As the first “country girl” to compete, Emmy knows she’ll encounter extra hurdles on her way to the top. But as she navigates the twisted world of high fashion she starts to wonder: will she be able to tailor herself to fit into this dark, corrupted race? And at what cost?
Emmaline is from a small rural farming town located in Britannia Secunda, an ex-British Colony where fashion has somehow become the major industry of the country and is a huge part of the government. Emmy dreams of being a designer, but after her moms own failed attempts at a life in the city this dream is highly discouraged. This year however, the exclusive Fashion House Competition is opened to the general public and Emmy has a chance to make her dreams come true.
I wanted to so badly love this book. The premise was new and sounded interesting, a mix of The Selection series and Project Runway all rolled into a fierce competition. I read this book in one sitting because I genuinely loved the main character Emmaline and wanted to see where her journey would take her. I was captivated until the end, but it was then that problems started to arise. There were so many unanswered questions that I assumed this was meant to be a series, but discovered it actually is a standalone novel. Yikes.
The confusion/unanswered questions start right off the bat. We don’t know how this one colony managed to separate or how fashion became so entwined with the government. There is a royal family and Parliament but it was unclear if they ruled the whole British Empire or just the colony and how they came to rule or this system was decided on. This seemed like critical background information since there is government upheaval in the plot from a group called the Reformists Party. This group claims to want inclusivity versus exclusivity which is why the exclusive Fashion House Competition run by Madame Jolene was forced to open up to farming girls like Emmy.
The other girls in the competition were one-dimensional and really faded into the background, forgotten until the end. The only one that stood out to me was Emmaline’s roommate Sophie. She was quirky, always moving furniture about because she hated when things stayed the same and had some real unknown motivations for the competition. I felt like I never knew her though, even with her dark past explanation being thrown in at the end. Sophie also had a past with Emmys’ main love interest which just came across as odd since it was never really explained and did little to add to the watered-down romance.
Fresh off the train in the city, Emmaline meets a cute reporter with apparently most bluest of blue eyes that immediately snag not only her attention but her heart. It was very insta-lovey with long periods of time where the characters don’t even see each other. Throw in an unexplained past with Sophie and the whole thing was just odd. It felt like poor Tristan was just there to move one of the later plot-lines along. There needed to be more of a connection and some more explanations thrown in for the romance to truly flourish.

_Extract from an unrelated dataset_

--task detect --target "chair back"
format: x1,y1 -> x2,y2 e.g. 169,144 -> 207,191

So while there were some plot holes the book held itself together decently until the end. Unfortunately this is where it truly fell apart for me. The ending felt rushed leaving a lot of things up in the air. We’re unsure of how things will proceed with our characters after we close the book and I wanted that sureness of what would happen next. Instead we are left with a vague quote from Madame Jolene about fashion and movements being cyclical that did little to quell my curiosity or answer my questions. If you don’t look to hard at it or try to explain to your mom what you’re reading, it was a cute story with a strong and hard-working main character. I just felt like Emmy deserved more.